A história não costuma pedir desculpas aos que ficam pelo caminho. Eu fui demitido no auge da minha carreira de radialista e colunista de jornal, tendo audiência, patrocinadores e prestígio. Como fui etiquetado de petista, por dar espaço à esquerda e não esconder minha antipatia por um governo de extrema direita, e, desiludido, entrei na justiça, fui arquivado por toda a grande imprensa do Rio Grande do Sul. Há três coisas, ainda mais juntas, que os veículos de comunicação não costumam perdoar por aqui: ficar com fama de esquerdista, entrar na justiça e passar dos 60 anos de idade. O conservadorismo, o corporativismo e o etarismo correm soltos.
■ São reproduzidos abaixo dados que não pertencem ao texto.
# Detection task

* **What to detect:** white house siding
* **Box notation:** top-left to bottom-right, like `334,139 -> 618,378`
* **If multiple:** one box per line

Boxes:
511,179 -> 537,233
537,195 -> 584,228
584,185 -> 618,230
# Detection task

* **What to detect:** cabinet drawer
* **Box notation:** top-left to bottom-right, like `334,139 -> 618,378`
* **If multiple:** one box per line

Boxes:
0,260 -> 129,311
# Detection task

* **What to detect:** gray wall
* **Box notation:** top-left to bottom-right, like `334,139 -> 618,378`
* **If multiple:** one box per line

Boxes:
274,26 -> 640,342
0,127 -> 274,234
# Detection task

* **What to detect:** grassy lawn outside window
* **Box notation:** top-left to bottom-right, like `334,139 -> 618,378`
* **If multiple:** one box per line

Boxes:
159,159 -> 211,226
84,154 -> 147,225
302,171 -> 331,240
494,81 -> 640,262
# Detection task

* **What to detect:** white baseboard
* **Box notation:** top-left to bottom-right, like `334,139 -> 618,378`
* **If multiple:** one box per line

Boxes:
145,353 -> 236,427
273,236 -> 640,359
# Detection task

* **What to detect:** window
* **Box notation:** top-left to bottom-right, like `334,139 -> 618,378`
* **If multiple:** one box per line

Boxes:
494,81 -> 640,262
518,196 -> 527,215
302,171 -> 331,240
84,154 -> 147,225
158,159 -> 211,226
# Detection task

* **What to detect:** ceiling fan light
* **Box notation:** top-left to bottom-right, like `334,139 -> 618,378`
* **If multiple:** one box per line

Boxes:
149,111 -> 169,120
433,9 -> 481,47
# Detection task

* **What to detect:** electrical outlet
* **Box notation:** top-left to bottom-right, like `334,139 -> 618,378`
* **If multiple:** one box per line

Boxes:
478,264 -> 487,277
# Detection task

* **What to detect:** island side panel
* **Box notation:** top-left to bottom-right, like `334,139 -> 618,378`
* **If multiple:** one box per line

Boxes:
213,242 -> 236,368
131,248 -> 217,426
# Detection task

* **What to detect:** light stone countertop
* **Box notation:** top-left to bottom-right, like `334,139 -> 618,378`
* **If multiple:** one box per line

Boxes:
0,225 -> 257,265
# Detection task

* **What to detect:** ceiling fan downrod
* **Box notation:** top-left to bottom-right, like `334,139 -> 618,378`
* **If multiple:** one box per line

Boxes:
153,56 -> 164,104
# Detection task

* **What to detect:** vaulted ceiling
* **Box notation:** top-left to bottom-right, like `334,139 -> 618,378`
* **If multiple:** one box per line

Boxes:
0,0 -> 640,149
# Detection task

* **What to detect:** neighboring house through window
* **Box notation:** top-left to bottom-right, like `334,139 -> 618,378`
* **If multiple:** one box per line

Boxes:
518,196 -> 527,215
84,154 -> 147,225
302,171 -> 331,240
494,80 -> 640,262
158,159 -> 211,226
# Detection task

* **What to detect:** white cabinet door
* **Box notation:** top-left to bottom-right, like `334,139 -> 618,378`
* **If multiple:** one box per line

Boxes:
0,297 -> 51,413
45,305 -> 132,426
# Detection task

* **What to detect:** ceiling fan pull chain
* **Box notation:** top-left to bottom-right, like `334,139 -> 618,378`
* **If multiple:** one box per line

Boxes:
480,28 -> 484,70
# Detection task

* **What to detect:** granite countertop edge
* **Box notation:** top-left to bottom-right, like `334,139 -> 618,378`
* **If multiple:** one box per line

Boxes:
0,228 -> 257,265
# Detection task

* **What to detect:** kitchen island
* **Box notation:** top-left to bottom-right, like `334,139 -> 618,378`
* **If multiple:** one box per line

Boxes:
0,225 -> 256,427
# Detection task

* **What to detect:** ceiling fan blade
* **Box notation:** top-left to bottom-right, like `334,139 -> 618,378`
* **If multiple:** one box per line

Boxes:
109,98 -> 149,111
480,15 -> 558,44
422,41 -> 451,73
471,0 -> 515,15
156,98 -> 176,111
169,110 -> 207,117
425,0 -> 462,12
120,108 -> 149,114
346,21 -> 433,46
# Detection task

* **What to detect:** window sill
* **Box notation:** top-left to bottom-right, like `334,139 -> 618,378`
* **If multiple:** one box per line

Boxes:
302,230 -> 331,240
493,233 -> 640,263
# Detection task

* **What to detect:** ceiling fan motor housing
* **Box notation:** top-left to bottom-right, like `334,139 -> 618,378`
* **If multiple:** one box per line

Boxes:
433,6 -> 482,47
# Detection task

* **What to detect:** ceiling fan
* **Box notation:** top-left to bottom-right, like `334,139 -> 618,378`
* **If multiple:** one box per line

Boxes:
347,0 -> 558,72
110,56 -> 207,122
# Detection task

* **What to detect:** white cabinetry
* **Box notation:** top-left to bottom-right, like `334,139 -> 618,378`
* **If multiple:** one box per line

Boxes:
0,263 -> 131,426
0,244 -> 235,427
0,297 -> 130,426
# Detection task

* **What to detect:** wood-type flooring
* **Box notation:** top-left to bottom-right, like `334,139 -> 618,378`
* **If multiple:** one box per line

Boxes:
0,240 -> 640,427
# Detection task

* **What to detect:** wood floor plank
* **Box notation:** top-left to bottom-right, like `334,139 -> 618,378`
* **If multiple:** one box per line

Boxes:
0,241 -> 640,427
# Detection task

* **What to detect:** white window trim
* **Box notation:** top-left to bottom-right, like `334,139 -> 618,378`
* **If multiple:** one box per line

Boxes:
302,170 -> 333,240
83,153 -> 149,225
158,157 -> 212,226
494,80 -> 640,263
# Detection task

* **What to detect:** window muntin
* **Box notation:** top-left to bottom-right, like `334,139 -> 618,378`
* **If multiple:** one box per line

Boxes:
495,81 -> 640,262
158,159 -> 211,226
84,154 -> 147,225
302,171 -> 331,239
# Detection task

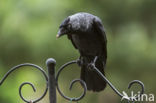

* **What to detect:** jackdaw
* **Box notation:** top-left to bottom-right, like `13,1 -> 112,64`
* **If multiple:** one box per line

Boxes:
57,12 -> 107,92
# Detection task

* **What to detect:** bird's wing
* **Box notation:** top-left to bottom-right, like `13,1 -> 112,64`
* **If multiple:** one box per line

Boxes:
93,17 -> 107,63
68,35 -> 77,49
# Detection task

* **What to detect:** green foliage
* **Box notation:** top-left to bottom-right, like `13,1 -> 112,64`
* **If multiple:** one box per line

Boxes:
0,0 -> 156,103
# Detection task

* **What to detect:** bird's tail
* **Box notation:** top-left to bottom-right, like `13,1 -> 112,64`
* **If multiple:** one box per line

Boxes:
81,59 -> 106,92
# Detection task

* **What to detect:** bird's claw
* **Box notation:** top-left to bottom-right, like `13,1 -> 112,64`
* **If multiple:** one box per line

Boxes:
87,63 -> 95,70
77,59 -> 83,66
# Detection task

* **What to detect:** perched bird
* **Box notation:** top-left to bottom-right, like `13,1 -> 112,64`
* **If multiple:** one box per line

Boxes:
57,12 -> 107,92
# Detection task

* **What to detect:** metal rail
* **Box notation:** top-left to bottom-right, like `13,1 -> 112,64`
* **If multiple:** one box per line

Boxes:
0,58 -> 145,103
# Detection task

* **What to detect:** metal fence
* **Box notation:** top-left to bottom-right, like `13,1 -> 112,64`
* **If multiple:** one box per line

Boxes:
0,58 -> 144,103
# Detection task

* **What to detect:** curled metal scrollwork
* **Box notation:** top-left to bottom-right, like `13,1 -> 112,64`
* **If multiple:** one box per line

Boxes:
0,63 -> 48,103
56,60 -> 87,101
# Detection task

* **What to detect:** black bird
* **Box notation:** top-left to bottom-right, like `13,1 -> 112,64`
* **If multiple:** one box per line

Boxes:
57,12 -> 107,92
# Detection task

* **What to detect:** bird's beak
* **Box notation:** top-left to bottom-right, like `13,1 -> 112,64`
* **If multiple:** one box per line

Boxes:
56,30 -> 61,38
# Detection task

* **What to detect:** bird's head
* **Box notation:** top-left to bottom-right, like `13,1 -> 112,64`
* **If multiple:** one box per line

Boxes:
56,13 -> 94,38
56,17 -> 72,38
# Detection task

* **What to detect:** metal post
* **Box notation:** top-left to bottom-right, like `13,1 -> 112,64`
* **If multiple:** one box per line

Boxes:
46,58 -> 56,103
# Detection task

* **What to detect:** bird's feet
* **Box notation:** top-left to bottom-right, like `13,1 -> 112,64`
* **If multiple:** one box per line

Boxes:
87,62 -> 95,70
77,59 -> 83,66
87,56 -> 98,70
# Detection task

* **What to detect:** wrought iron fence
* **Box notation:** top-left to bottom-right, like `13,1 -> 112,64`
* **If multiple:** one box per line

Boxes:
0,58 -> 144,103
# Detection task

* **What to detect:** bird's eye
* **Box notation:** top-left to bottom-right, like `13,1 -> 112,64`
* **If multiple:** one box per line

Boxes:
67,24 -> 71,29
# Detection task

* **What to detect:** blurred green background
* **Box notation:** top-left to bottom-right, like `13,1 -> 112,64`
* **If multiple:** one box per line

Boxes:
0,0 -> 156,103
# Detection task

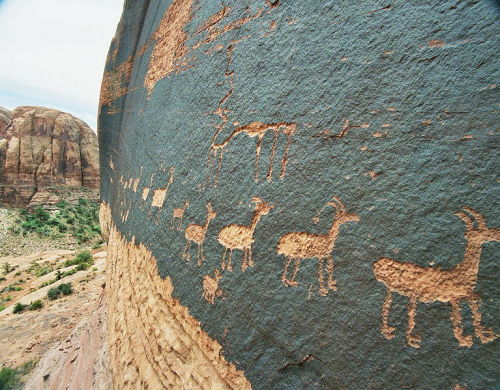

E assim nossas carreiras nos veículos tradicionais chegaram ao fim. Caímos, como Jango em 1964, no dizer de quem viveu a época por dentro, não por nossos erros, mas por nossos acertos. Fomos para o jornalismo da internet. Matinal vai bem, obrigado, superando até o fato de que a galera da internet não gosta muito de jornalismo (ponderação, equilíbrio, contraditório e argumentação). Prefere a pegada forte da opinião radical e sem contestação ou o entretenimento (espetacularização, gameficação, caricatura, teatro) e a autoajuda. Este texto é, diante das revelações que se acumulam, uma constatação: fizemos o que nos cabia fazer, fomos despejados, talvez nos sobre uma nota de rodapé no livro da história a ser escrito dentro de cem anos. Felizmente, colegas maravilhosos souberam se proteger e permanecer na trincheira do bom jornalismo, salvando o que foi possível. Tiro meu chapéu para eles, entre os quais, Telmo Flor e Taline Oppitz.

Albert Camus, num texto às vésperas da Segunda Guerra Mundial, listou quatro coisas que um jornalista precisa fazer em tempos sombrios: ter lucidez, saber dizer não, usar a ironia e perseverar. Creio que não fui capaz inteiramente de praticar qualquer delas. Sempre acreditei no que chamo de teoria da trincheira: ficar dentro para dizer o possível e necessário mesmo se poder dizer tudo. Anedota: o nome “Esfera Pública” foi escolhido por mim, contrariando os marqueteiros, que preferem expressões sem força conceitual, como espaço livre, para, na esteira do grande pensador alemão Jürgen Habermas, indicar que todos teriam voz no debate da coisa pública.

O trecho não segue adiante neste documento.